Reflexive modules over the endomorphism algebras of reflexive trace ideals

TL;DR

This paper studies reflexive modules over endomorphism algebras of reflexive trace ideals in one-dimensional Cohen-Macaulay local rings, generalizing previous results and exploring conditions for finite representation type.

Contribution

It generalizes existing results on endomorphism algebras of maximal ideals and characterizes when the category of reflexive modules is of finite type.

Findings

Finite type category implies the ring is analytically unramified.

Finitely many Ulrich ideals in the ring under finite type conditions.

In Arf local rings with local normalization, only finitely many Ulrich ideals exist.

Abstract

In the present paper we investigate reflexive modules over the endomorphism algebras of reflexive trace ideals in a one-dimensional Cohen-Macaulay local ring.

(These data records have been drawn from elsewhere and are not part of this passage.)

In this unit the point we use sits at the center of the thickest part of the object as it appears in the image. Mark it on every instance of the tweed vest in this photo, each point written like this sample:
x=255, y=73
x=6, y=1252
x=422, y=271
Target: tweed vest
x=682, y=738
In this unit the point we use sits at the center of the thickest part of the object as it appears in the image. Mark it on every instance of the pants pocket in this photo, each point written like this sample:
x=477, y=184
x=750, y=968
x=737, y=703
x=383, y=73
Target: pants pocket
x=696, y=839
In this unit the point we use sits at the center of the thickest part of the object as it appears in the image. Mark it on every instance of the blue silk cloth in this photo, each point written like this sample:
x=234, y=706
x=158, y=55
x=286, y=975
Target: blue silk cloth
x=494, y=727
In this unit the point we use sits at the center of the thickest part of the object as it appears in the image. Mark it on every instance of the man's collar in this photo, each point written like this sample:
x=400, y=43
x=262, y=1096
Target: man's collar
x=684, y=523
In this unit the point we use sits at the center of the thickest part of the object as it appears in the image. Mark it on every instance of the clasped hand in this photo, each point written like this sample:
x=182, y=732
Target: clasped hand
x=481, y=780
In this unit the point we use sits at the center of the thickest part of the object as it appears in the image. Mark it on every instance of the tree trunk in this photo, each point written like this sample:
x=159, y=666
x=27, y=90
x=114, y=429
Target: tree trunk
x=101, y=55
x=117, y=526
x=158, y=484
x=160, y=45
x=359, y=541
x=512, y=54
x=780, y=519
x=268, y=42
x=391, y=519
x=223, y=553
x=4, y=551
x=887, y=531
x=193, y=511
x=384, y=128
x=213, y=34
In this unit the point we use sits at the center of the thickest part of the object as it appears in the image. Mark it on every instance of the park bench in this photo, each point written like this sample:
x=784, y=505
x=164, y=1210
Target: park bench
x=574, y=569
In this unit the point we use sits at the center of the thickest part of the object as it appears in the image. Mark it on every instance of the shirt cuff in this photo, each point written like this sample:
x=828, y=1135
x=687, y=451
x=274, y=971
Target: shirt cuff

The main theorem generalizes both of the results of S. Goto, N. Matsuoka, and T. T. Phuong and T. Kobayashi concerning the endomorphism algebra of its maximal ideal. We also explore the question of when the category of reflexive modules is of finite type, i.e., the base ring has only finitely many isomorphism classes of indecomposable reflexive modules. We show that, if the category is of finite type, the ring is analytically unramified and has only finitely many Ulrich ideals. As a consequence, there are only finitely many Ulrich ideals are contained in Arf local rings once the normalization is a local ring.